Suppose $g:X\wedge K\rightarrow Y$ continuous and let $B(A,U)$ be a subbasis element of $Y^K$: $x\in f^{-1}(B(A,U))$ iff $f(x)(A)\subseteq U$ iff $g(x\wedge A)\subset U$ if $x\wedge A\subset g^{-1}(U)$. Now i want to conclude by locally compactness that there exists an open $V$ with compact closure $\overline{V}$ such that $\{x\}\times A\subset \{x\}\times V\subset\{x\}\times\overline{V}\subset g^{-1}(U)$. Is this allowed? If not how to conclude continuity of $f$?
Thank you very much :)
$\require{AMScd}$ You don't need the local compactness in that direction. You have $\{x\}\times A\subseteq g^{-1}(U)$ which is open as $g$ is continuous. Then you can apply the tube lemma, which gives you an open set $V\ni x$ such that $V\times A\subseteq g^{-1}(U)$.

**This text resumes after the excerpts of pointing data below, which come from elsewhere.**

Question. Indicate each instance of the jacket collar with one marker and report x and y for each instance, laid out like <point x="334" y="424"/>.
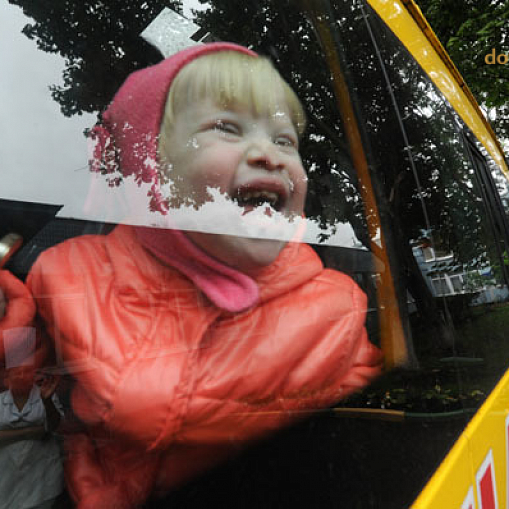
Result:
<point x="136" y="270"/>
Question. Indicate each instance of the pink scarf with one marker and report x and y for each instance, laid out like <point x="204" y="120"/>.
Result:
<point x="226" y="287"/>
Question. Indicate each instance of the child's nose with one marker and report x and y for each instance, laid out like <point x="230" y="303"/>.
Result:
<point x="262" y="154"/>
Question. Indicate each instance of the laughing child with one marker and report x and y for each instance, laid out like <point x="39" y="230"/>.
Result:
<point x="193" y="341"/>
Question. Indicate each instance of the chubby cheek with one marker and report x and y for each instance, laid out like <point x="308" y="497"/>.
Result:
<point x="299" y="194"/>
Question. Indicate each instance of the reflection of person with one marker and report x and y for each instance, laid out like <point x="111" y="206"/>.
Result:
<point x="193" y="341"/>
<point x="30" y="462"/>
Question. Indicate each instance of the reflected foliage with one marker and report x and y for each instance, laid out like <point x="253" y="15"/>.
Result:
<point x="99" y="40"/>
<point x="469" y="30"/>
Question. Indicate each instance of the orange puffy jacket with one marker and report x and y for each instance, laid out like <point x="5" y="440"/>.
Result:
<point x="167" y="382"/>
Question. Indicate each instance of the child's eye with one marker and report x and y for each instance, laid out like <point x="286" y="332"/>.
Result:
<point x="285" y="140"/>
<point x="226" y="127"/>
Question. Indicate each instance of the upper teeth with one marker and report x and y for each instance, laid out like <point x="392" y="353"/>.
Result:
<point x="267" y="195"/>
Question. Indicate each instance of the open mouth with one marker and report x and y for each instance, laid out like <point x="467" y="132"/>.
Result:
<point x="250" y="197"/>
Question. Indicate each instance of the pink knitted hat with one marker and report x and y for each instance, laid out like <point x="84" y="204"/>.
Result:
<point x="126" y="142"/>
<point x="126" y="139"/>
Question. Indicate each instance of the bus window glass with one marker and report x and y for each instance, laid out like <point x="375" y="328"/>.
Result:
<point x="396" y="200"/>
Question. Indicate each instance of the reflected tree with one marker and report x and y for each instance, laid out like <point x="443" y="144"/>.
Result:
<point x="99" y="40"/>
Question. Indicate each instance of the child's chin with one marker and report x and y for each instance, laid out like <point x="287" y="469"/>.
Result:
<point x="242" y="253"/>
<point x="255" y="254"/>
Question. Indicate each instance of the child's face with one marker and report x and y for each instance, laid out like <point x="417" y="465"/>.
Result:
<point x="252" y="159"/>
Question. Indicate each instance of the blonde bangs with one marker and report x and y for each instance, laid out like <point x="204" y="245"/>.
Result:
<point x="230" y="78"/>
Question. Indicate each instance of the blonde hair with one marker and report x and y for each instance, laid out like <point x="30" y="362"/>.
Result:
<point x="232" y="78"/>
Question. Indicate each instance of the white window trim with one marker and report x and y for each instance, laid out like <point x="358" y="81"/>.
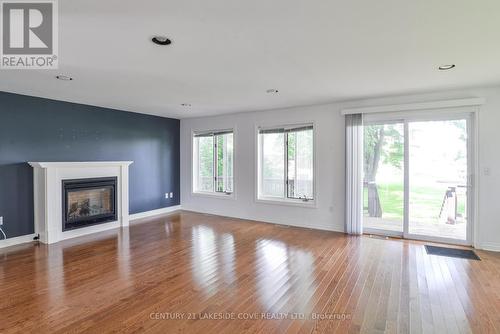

For the other direction: One can show, using the local compactness of $K$, that the evaluation map $$\varepsilon:Y^K×K→Y\\(h,k)\mapsto h(k)$$ is continuous. This map factors through a map $\barε:Y^K\wedge K→Y$, and the composition at the bottom row is the map whose continuity you want to show. $$\begin{CD} X\times K @>f×1>>Y^K×K @>ε>> Y \\ @VVV @VVV @|\\ X\wedge K @>>> Y^K\wedge K @>>> Y \end{CD}$$
Regarding your attempt for that direction: You cannot say that $V×\{k\}$ is open, this is usually not an open set.